I'm enjoying fruity florals too, unsweetened ones like Hanae Mori Haute Couture (tangy green jasmine) and PdR Rose d'Ete (apple rose) and the first Ines de la Fressange (rosy-peach bellini).

And I sometimes find myself going the other way entirely, wearing little dabs of BIG stuff like L'Heure Bleue parfum and Carnal Flower and TM Alien. Or aldehydes. Love aldehydes in the heat, they shimmer so.

Mals86 said...

How did I miss the Alahine swoon??

ALAHINE ALAHINE ALAHINE! Now I'm in my happy place. Gosh, maybe I need to try it in the heat too... just to see...

Tamara said...

ALAHINE! Yes Mals I'm just jumpin on this bandwagon but that stuff has me (curse me now) actually awaiting winter with open arms.
ALAHINE!

Abigail said...

Mals,
I never used to like refreshing scents like these either. In fact it's only when the weather is insanely hot that I go through a short phase of needing something brisk like these. In about 2 weeks I'll be craving heavier florals and orientals and lamenting that it's not winter yet!
You mention fruity florals...I should wear more of these this time of year. I occasionally crave KM's peach in summer. And YSL Babydoll and Carnal Flower which really works in the heat because it's SO Green :)

Thanna said...

My current favorite summer citrus is the ridiculously inexpensive Nenuco. Lasts quite a long time for a cologne although at only $23 for 6.8 ounces I don't feel guilty about spraying with abandon.

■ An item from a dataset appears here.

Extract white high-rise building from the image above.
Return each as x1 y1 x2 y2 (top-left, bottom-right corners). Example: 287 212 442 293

The Miller Harris and Elizabeth W Sweet Tea both sound like they're worth a sniff.

Martha said...

Yay! You've covered two of my favorites, Sweet Tea and White Jasmine & Mint.

For entirely unsweet refreshment, I have to mention Parfumerie Generale L'Eau Rare Matale.

And of course, now I have to try the ones that you list that I haven't tried.

Karin said...

Great list, Abigail! We haven't hit the hot weather yet, so I haven't felt a major need for refreshment. It's coming, though, so good to be prepared. :-) I've been curious about the Elizabeth W Sweet Tea for awhile now. Must get my hands on some. Those Atelier fragrances intrigue me, too. I have a bottle of Oyedo, and actually use it as a room spray on occasion! Haven't worn it on skin for ages! I should give it a go. Also pondering whether or not to get a bottle of A Scent...

What I consider "refreshing" scents, and ones that I'll be reaching for in the heat - Cologne a la Francaise, Marc Jacobs Cucumber, and a couple of newly discovered fragrances that I may have to purchase - AG's Mandragore and Sinfonia di Note's Saveur d'Artichaut. Hmmm...makes me realize that I might a few more scents in the "refreshing" category. Thought Escale a Portofino would work for me, but now it's in the swap/sell pile!!!!

Karin said...
This comment has been removed by the author.
Lauren said...

Thanks for the list! My hot & humids are Yuzu Rouge, Herba Fresca, and Prada Infusion d'Iris. Not wearing them this week, though. It's been very chilly and rainy - even had a fire in the stove last night.

Anonymous said...

Hey Abigail,
I love or like almost all of these, and haven't tried a few of them. (I can't say I love mimosa scents...) The category is right up my alley. Please, please list 20 more! I won't come take you away; and I doubt anyone else who ends up here will either.